Two-tier restaurant scoring (L1 + L2)
L1 cuisine match is derived from OSM/Overture tags and Google Places categories. L2 keyword scoring scrapes restaurant websites for menu-relevant keywords and scores type-fit per cuisine, live across all three card surfaces (discover sheet, map picker, detail screen).
Map-first discovery UX
The Flutter app uses two distinct data endpoints — a server-side supercluster /map endpoint for marker rendering and a /nearby endpoint for the list sheet — to keep map performance smooth at city scale.
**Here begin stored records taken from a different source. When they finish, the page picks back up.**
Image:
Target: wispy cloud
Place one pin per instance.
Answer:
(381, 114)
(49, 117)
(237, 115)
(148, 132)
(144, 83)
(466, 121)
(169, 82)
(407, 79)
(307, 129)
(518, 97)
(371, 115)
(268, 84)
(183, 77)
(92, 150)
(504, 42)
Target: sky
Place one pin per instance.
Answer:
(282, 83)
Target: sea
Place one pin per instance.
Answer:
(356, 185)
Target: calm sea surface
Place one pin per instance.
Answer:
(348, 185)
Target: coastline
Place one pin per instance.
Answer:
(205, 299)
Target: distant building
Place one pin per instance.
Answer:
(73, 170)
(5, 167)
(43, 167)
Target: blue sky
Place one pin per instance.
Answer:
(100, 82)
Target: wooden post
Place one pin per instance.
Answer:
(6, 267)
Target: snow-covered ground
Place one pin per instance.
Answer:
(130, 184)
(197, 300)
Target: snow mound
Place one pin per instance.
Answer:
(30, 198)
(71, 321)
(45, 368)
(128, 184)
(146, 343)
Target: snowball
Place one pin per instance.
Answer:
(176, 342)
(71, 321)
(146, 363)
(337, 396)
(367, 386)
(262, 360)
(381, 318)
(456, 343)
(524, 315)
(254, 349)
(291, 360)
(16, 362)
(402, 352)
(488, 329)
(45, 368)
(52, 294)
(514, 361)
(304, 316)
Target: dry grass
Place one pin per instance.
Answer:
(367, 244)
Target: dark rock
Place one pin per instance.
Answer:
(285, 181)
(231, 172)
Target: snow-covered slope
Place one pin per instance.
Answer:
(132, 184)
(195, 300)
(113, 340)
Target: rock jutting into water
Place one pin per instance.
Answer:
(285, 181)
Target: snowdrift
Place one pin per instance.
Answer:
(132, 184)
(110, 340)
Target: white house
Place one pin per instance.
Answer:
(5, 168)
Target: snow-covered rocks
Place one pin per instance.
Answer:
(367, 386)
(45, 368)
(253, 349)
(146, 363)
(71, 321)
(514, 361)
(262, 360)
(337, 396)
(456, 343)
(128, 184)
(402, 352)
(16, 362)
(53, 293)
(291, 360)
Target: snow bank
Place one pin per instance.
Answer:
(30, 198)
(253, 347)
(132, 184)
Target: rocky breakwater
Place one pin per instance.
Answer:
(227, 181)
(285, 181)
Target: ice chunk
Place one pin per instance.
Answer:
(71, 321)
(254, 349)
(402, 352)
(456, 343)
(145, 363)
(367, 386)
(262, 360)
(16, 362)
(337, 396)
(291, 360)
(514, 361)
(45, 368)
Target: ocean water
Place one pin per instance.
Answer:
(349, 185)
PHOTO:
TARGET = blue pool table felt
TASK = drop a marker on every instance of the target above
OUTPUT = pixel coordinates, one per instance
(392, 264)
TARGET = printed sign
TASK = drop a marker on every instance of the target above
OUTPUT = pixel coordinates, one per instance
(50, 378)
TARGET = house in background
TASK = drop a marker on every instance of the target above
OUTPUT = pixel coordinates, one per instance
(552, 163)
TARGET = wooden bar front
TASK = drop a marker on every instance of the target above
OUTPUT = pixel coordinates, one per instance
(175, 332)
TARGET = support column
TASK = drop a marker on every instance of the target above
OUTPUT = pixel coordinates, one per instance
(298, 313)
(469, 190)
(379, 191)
Tiles use a custom Voyager-Mediterranean style generated from a Python pipeline, with a colour palette tuned for a warm Mediterranean restaurant vibe rather than the generic OSM blue/grey.
Real-time location with battery awareness
Geolocator cadence and accuracy adapt to user state (idle vs. browsing vs. background) to balance map freshness against battery drain on the user's phone.
Multi-source restaurant data ingestion
Restaurant coordinates and metadata are pulled from multiple authoritative sources: OpenStreetMap via Overpass API (city-scale bulk imports), Overture Maps for richer cuisine tagging (Italian L1 enrichment uses bbox-scoped runs to focus on one city at a time), Kaggle CREA datasets for Italian nutrition and dish families (a 4-step proven seed playbook: stage → probe → seed → verify), and Google Places for high-precision geo (6+ decimal coordinates — restaurant pins must be accurate to the building, not the street).

Tech stack

Mobile
Flutter (Dart), shipped on Google Play Internal Testing; Apple Developer org registration in progress.
Backend
Node.js + Fastify 4 + TypeScript, better-sqlite3 with FTS5 full-text search, WebSocket-ready.
Hosting
AWS — EC2 (Docker, zero-downtime container rotation via SSM), S3 + CloudFront for the web and admin apps, Cognito for auth, Route 53 for DNS.
CI/CD
GitHub Actions auto-deploys backend, web, and admin on push to main.
AI
Google Gemini (vision + structuring), DeepSeek (structuring), Claude Code for development workflow.
Data sources
OpenStreetMap (Overpass), Overture Maps, Kaggle CREA Italian nutrition database, Google Places.
Admin tooling
Custom React/TypeScript admin app at admin.menutee.app for menu review and approval.
Observability
Prometheus metrics, structured logs.

What makes it interesting

Solo-built, production-grade
The entire stack — Flutter mobile app, Node/Fastify backend, React admin UI, marketing site, CI/CD, AWS infrastructure — is built and operated by one developer with AI-assisted workflows.
Domain-deep, not generic
Rather than "another restaurant app," Menutee owns the harder problem of structured dish identity and per-diet scoring, with real per-cuisine catalogues behind it.
Already multi-country
Live in two countries — Bucharest (Romania) and Rimini (Italy) — with a per-cuisine catalogue architecture that scales to new cuisines and regions without code changes. The Italian catalogue was bootstrapped from public CREA nutrition data in a single push, validating the playbook for future cuisines.

Status

In closed beta — live in Bucharest (Romania) and Rimini (Italy), shipped on Google Play Internal Testing with Apple Developer org registration in progress.